The greater flexibility, the acceleration and prolongation of worktime involved in the deal seem too minor to really impact FIAT’s global competitiveness but represents merely a net worsening of working conditions. They are 1) a shortening of 10 minutes per day in work pauses (three 10’ pauses instead of two 15’ and one 10’ pauses) compensated by €0.1877 per worked hour or roughly €45 per month; 2) the postponement of the 30 minutes meal break to the end of the shift; 3) loss of illness allowance for period of “anomalous absenteeism” to be assessed case by case by a joint committee; 4) up to 18 8-hour shifts over six working days; 5) up to 120 hours overtime work without having to negotiate with the Unions, plus another 80 hours with union agreement; 6) in case of strikes or other breaches of contract FIAT would not be liable to honour union permits and payments.
Would such greater internal flexibility, prolongation and intensification of work solve FIAT’s problems and miraculously restore competitiveness in a sector affected by world-wide supply over-capacity and demand recession? (see a letter endorsed by 146 Italian economists on the subject, on the Sbilanciamoci website. )
Fact 1. In 2009 FIAT produced 650 thousand cars in Italy, barely a third of those produced in 1990, compared to a planned 2mn and to the stability and growth of quantities produced in the major European countries. The stated intention of more than doubling output seems over-optimistic.
Fact 2. FIAT spends on productive investments, and on Research & Development, shares of turnover significantly lower than those of its main European competitors, and it is not active in the development of low environmental impact alternatives. European competitors of FIAT, like Volkswagen, have responded to crisis by reducing working hours while protecting wages and employment.
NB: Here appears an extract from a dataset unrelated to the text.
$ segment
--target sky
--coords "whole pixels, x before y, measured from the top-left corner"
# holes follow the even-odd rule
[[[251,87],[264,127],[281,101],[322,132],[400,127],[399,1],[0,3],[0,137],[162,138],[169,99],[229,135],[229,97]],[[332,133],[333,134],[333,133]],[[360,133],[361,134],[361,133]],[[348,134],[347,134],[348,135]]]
Fact 3. While in 2004-2008 FIAT recovered from a very serious crisis and developed a few models, in the last two years FIAT has not introduced any new models; its market share in Europe has fallen to 6.7%, the largest drop in car output shares in Europe in 2010.
Fact 4. In 2010 Fiat shares rose 90%, beating all competitors, also following the recent split of Fiat Industrial from the rest of the company involved in car production. In the third quarter of 2010 FIAT was first in the Italian stock exchange in terms of shareholder value, with a 33% return on capital.
Fact 5. In spite of the rhetoric of FIAT depicted as an enterprise “capable to walk in the market on its own legs”, from the end of the 1980s and the early 2000s FIAT has enjoyed public subsidies of the order of €500mn per year. Perhaps FIAT should have been given subsidies to deal with the crisis by the Italian government, or at least Marchionne should have asked.
Fact 6. Over the last ten years FIAT global employment in car production has fallen from 74 thousand to 54 thousand units, of which only 22,000 are in Italian factories. Employees have average skill levels lower than those of FIAT’s competitors, and among the lowest wages in the sector in Europe.
Fact 7. In 2004-2009 Dr Marchionne earned €36.6mn euro, including the accumulation of his golden handshake, i.e. €6.3mn a year. Plus 4million free shares, worth 69.8mn on 7 January 2011, which will have appreciated further already since then. This brings his yearly income to €38.8 mn a year (See Massimo Mucchetti, "Marchionne e lo stipendio del dipendente FIAT", Corriere della Sera, 9 January 2011), which corresponds to 1,037 times the average yearly cost of Italian metalworkers' labour over the same period. Not that this matters for the plausibility of FIAT’s industrial policy stance but certainly not an irrelevant consideration in providing a perspective for the average FIAT metalworker, whether or not she is a FIOM member.